The Rebellious House: a Tale of Beams and Motes
My pastor is preaching through Ezekiel right now, and I have been enjoying the walk-through of a book of the Bible I’ve always had trouble understanding. Pastor made an interesting point in one of his recent messages which got me to thinking.
In Ezekiel 2, God tells Ezekiel that He wants him to take His message to the people, but that they are a “rebellious house” and will not listen to him. The word “rebellious” is used repeatedly throughout the chapter, and Pastor pointed out that it is the same Hebrew word the Israelites used to describe the Gentiles. Now, God was using this same derogatory term to describe them!
I imagine that must not have gone over well with the Israelites.
But God is a God of truth, and what He said was indeed true. The Israelites who looked down on the sin and unbelief of their Gentile neighbors were themselves being taken to task for sin and unbelief. And in a sense, the Israelite’s sin was worse.
The Israelites had been given God’s law directly from the mouth of God Himself. They had a society structured around that law from the ground up. They had access to all the details and intricacies of the law, and they had every opportunity to follow it. They even had God Himself protecting and guiding them and had seen His hand at work over and over throughout their history.
And yet, they had cast off the worship of God and obedience to His laws and taken the sin and idols of the Gentiles and made them their own. Their self-righteousness was absurd, and their rebellion was compounded by their pride and hypocrisy.
It reminds me of Jesus’ words in Matthew 7:4
“And why beholdest thou the mote that is in thy brother’s eye, but considerest not the beam that is in thine own eye?”
I wonder how often we do the same thing as the Israelites? How often do we look down on the world, while borrowing from it? Just as Israel was chosen to be God’s special people, called out from among the nations to be a separate, holy picture of His righteousness, we who are the saved in Christ have likewise been called out to be separate.
“But ye are a chosen generation, a royal priesthood, an holy nation, a peculiar people; that ye should shew forth the praises of Him who hath called you out of darkness into His marvelous light” (1 Peter 2:9)

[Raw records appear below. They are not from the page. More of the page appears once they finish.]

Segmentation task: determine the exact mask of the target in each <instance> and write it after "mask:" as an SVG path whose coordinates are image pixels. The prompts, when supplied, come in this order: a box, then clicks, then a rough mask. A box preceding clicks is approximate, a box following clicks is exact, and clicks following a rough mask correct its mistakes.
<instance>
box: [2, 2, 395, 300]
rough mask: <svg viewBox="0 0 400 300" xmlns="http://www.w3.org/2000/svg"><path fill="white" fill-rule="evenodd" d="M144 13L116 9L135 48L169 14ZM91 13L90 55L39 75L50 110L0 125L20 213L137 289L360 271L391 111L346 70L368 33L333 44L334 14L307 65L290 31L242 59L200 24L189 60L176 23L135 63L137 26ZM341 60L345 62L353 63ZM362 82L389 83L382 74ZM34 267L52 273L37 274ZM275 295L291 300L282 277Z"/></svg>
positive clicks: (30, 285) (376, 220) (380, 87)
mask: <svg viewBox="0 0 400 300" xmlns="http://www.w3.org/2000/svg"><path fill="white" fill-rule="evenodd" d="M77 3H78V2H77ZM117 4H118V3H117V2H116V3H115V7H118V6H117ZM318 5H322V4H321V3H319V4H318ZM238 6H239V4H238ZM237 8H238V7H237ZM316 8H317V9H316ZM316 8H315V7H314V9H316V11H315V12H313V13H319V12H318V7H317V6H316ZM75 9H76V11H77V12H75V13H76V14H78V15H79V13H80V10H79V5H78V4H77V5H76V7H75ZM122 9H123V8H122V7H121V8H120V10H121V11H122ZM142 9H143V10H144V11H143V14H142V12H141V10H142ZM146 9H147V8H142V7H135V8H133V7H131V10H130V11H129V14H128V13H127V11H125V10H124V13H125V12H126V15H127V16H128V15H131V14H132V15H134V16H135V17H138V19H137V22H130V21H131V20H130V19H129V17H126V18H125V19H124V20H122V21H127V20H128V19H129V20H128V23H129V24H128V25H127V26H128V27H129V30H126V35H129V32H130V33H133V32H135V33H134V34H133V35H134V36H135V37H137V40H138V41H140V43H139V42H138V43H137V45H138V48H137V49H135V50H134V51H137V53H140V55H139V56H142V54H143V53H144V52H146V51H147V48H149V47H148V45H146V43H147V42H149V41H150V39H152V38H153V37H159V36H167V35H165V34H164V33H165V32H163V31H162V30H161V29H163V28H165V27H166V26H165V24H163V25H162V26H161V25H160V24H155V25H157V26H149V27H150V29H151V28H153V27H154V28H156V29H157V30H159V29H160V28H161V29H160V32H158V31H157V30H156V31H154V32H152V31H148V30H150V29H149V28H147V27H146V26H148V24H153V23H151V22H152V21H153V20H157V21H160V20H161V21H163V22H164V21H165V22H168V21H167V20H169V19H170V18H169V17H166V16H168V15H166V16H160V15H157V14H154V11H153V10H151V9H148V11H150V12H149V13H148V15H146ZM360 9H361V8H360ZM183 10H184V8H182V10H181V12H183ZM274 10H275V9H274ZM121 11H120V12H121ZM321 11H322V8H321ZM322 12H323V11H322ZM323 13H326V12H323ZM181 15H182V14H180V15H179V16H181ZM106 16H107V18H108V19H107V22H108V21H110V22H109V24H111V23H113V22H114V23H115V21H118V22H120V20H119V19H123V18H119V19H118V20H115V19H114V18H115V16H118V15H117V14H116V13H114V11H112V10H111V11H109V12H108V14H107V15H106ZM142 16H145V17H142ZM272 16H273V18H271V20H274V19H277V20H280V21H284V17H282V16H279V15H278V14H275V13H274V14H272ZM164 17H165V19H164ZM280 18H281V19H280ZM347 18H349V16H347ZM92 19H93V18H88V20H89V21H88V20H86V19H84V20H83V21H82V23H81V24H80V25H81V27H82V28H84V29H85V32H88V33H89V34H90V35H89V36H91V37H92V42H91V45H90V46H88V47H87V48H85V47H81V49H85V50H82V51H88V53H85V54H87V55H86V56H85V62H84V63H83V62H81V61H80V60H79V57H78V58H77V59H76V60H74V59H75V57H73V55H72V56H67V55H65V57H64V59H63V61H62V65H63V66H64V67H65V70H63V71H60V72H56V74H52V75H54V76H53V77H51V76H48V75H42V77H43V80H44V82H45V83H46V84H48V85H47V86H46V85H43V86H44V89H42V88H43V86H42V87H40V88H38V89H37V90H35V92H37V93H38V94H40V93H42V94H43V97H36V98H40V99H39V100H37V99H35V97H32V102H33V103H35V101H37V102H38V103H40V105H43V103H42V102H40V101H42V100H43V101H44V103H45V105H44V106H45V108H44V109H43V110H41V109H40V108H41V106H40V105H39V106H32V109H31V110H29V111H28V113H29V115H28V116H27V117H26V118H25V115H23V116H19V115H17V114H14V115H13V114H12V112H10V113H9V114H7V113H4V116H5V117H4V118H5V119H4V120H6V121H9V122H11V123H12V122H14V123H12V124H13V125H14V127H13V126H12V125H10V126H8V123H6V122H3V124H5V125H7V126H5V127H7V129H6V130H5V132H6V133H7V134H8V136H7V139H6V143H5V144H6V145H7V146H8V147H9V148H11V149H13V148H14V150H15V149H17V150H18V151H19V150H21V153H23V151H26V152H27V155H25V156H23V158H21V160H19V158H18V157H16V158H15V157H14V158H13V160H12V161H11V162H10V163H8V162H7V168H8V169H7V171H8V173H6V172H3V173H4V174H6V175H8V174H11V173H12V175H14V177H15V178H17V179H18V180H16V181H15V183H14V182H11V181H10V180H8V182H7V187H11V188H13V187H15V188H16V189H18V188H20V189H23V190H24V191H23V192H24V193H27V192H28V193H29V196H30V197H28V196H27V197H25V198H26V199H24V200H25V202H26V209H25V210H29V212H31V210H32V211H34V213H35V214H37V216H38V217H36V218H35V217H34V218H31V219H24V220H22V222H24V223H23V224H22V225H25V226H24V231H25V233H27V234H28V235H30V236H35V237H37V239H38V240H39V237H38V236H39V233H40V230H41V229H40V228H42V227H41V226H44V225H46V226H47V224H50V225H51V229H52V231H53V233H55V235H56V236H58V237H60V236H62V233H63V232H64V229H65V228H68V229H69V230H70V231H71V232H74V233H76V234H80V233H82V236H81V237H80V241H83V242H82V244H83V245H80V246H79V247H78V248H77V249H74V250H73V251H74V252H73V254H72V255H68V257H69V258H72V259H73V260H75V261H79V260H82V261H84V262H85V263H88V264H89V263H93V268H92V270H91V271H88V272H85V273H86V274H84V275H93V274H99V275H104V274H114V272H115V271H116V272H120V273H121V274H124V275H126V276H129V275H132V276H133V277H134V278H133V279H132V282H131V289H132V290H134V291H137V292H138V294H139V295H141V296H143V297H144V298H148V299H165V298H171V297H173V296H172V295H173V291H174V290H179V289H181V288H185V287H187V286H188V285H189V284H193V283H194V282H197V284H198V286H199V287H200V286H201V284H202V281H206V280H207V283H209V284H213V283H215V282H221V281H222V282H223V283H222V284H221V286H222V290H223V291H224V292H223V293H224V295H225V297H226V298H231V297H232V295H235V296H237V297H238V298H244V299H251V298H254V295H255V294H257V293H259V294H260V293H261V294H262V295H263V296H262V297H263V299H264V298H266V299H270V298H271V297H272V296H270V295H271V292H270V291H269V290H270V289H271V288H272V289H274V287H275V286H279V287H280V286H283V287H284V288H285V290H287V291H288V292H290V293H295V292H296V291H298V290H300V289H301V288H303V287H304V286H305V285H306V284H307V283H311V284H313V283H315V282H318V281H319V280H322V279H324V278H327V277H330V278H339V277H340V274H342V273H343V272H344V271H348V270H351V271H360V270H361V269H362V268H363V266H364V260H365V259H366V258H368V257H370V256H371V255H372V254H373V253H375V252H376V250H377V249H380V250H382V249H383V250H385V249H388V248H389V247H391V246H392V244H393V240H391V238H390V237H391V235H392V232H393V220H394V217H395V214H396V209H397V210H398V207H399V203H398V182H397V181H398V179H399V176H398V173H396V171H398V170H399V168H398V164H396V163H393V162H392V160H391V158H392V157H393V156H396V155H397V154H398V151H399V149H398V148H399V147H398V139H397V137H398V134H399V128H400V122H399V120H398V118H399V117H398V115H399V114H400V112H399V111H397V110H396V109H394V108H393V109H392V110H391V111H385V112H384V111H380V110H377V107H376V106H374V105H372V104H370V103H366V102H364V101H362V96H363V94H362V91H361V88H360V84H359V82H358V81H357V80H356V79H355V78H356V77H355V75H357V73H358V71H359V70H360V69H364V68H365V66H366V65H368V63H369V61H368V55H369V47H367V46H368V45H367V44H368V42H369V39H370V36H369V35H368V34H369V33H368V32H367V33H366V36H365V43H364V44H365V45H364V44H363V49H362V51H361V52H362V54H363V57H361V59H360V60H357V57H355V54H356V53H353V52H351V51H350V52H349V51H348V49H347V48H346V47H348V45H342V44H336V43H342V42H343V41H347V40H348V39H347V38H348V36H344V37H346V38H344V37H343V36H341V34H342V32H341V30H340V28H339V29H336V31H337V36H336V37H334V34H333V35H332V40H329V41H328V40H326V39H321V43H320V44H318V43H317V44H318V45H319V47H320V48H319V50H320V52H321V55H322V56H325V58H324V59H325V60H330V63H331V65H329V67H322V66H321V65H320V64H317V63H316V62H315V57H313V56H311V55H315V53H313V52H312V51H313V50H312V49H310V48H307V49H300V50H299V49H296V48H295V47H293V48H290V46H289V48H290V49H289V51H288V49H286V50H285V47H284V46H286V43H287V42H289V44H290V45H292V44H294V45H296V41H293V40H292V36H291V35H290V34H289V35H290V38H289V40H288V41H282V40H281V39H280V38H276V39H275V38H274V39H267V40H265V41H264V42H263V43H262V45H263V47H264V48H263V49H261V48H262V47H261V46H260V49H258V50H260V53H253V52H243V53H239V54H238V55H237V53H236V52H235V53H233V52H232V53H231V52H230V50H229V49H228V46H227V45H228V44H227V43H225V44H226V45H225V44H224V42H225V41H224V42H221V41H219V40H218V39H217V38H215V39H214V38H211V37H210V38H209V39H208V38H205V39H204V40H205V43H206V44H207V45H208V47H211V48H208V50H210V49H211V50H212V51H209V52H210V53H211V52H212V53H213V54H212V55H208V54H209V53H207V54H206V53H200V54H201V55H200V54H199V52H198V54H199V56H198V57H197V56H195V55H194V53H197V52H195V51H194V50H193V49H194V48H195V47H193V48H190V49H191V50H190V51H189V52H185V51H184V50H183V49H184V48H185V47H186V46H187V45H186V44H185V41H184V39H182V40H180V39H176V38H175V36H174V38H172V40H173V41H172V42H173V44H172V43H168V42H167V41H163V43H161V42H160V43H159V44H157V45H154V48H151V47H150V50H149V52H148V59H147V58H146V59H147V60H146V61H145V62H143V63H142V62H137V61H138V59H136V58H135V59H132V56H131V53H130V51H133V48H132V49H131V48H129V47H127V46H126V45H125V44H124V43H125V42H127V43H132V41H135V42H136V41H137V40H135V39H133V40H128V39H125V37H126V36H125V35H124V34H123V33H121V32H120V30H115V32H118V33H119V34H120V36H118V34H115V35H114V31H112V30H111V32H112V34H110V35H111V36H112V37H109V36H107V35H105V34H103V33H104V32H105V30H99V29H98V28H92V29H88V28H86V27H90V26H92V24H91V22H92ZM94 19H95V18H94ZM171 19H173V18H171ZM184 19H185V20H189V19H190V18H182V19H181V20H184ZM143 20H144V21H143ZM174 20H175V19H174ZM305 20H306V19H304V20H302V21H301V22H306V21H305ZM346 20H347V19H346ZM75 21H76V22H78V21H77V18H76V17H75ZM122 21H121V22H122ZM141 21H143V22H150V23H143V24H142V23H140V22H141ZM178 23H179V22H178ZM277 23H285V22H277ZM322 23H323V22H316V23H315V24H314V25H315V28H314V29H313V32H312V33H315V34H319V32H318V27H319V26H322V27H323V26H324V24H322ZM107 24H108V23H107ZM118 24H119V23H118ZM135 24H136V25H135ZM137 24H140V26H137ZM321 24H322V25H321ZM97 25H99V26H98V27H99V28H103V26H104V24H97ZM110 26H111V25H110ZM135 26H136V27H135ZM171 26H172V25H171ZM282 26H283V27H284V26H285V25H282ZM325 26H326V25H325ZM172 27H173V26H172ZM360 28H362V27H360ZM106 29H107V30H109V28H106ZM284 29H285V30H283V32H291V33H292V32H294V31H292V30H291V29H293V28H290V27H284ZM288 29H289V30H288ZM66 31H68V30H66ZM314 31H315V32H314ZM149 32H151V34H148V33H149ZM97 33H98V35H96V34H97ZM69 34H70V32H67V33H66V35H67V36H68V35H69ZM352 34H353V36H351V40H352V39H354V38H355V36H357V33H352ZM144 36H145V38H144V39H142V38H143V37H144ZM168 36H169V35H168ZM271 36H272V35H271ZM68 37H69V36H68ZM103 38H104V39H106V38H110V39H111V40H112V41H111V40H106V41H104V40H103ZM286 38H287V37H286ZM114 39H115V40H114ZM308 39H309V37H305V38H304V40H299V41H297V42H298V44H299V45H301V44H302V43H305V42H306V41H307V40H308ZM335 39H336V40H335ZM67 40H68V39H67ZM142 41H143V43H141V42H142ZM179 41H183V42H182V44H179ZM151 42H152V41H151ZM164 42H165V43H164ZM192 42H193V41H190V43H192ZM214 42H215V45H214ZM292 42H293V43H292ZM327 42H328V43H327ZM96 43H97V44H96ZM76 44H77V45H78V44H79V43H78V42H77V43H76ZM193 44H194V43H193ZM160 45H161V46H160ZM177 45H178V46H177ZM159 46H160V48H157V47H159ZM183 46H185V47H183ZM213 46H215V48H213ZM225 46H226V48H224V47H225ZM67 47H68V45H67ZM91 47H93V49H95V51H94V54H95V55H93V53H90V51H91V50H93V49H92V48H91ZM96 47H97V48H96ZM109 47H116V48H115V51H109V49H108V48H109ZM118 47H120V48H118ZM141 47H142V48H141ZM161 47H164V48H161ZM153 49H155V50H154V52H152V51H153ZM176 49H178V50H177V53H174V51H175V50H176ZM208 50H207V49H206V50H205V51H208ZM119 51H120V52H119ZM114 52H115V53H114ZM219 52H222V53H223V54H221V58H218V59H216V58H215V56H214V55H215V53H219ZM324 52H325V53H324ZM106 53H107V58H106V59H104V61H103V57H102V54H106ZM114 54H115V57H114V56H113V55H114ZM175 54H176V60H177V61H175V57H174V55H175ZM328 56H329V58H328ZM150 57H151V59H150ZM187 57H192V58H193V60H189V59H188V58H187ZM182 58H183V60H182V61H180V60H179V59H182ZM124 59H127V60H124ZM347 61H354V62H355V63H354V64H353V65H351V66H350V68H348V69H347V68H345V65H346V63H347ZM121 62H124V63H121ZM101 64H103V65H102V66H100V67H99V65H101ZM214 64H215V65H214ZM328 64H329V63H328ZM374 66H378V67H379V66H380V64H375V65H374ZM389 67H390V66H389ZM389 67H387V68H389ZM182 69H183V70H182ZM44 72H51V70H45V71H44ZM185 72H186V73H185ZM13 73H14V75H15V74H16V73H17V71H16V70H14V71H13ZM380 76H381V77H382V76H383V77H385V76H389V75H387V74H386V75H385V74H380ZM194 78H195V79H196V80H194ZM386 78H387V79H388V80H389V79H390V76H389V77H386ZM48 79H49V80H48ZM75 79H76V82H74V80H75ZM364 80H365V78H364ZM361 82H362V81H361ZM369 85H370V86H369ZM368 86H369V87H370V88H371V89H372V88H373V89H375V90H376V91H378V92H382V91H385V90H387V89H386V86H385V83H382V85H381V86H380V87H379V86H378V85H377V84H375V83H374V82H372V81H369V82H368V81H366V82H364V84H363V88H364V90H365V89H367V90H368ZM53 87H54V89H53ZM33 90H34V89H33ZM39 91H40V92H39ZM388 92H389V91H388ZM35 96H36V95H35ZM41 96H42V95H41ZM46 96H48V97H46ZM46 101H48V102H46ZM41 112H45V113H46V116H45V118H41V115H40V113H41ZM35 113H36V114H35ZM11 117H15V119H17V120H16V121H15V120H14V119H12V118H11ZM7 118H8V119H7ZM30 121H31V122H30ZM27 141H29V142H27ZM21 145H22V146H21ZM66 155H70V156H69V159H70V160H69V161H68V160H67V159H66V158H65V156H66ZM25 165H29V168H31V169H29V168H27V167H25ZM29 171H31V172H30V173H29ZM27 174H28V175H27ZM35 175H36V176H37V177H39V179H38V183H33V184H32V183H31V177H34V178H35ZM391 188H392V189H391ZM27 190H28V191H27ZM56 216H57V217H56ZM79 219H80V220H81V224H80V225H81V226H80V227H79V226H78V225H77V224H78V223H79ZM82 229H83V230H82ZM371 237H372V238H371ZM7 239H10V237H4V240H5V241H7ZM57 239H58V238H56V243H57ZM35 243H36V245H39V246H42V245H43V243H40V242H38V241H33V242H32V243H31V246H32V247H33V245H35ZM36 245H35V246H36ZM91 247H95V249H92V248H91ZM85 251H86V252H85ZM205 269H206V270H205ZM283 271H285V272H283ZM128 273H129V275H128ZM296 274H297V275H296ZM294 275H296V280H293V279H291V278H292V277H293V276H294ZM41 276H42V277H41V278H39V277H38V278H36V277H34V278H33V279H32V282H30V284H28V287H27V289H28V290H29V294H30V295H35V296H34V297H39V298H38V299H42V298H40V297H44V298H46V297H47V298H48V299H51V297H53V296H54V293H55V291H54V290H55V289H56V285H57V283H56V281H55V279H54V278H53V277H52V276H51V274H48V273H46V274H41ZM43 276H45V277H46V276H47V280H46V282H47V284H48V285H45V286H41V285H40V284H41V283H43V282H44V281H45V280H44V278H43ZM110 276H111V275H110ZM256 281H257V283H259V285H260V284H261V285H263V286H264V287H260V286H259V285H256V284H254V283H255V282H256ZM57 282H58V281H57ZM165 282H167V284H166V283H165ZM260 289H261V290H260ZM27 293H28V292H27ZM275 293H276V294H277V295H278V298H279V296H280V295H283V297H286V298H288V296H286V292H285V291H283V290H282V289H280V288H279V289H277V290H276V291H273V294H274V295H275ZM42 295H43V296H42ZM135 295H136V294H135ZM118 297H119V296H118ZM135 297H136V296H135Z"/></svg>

Israel had rejected the very things that were meant by God to set them apart as His special people. Are we doing the same? Do we claim the status of being God’s “peculiar people” while refusing to be “peculiar?” Or, are we, like Ezekiel, standing boldly in the midst of a rebellious generation, a “watchman” faithfully warning God’s people and faithfully reminding them of the danger of rebellion and the reality of the holy God.